Dünya genelinde tüp bebek uygulamalarının %10-15 kadarında döl hücresi (sperm veya yumurta) yokluğu veya üretimi ile ilgili problemler ve üreme organlarındaki problemlere bağlı olarak, teknik uygulamalarda sorunlarla karşılaşılır. Bu nedenle kısırlık tedavileri yetersiz kalır veya tedaviden sonuç alınamaz.
Kök hücreler, kendi kendini yenileme özelliği ile, sürekli bölünme özelliği sayesinde, uygun ortam ve şartlar sağlandığında, istenilen hücre ve dokulara dönüşüm potansiyeli olan hücrelerdir. Kök hücreler, yakın gelecekte sadece rejeneratif tıp alanında değil, tüp bebek uygulamalarında da önemli bir kaynak olarak karşımıza çıkacaktır.
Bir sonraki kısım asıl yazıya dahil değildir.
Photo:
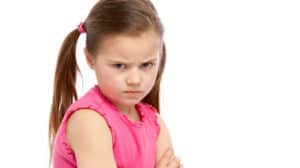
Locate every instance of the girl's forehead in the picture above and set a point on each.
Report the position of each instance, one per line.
(127, 48)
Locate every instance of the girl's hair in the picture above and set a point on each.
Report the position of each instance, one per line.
(106, 18)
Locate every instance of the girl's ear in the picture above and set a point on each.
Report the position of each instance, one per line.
(89, 59)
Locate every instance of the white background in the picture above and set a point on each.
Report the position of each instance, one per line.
(230, 93)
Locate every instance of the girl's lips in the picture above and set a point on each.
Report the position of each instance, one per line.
(132, 91)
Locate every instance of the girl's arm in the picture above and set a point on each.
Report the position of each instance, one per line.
(164, 140)
(90, 139)
(165, 156)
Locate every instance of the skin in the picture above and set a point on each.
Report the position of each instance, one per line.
(123, 63)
Yakın geçmişe kadar sadece kemik iliği, kan ve göbek kordonunda kök hücrelerin varlığı bilinirken, günümüzde bir çok organ ve dokunun kök hücre içerdiği yapılan çalışmalarda gösterildi.
Örneğin, bir embriyonun fetüsü oluşturacak olan iç hücre kütlesinde, kemik iliğinde iki ayrı kök hücre olarak, kordon kanında, amniyon sıvısında (bebeğin geliştiği anne karnındaki sıvı), plasenta kaynaklı (bebeğin eşi) kök hücreler üzerinde tüm dünyada çalışmalar sürdürülmekte.
Kök hücrelerin üreme tıbbındaki önemi gün geçtikçe artıyor. Yakın gelecekte özellikle gamet (döl hücresi) elde edilmesi ve fonksiyon kaybı gözlenen üreme organlarında fonksiyonel kazanıma yönelik kullanımı da öngörülüyor.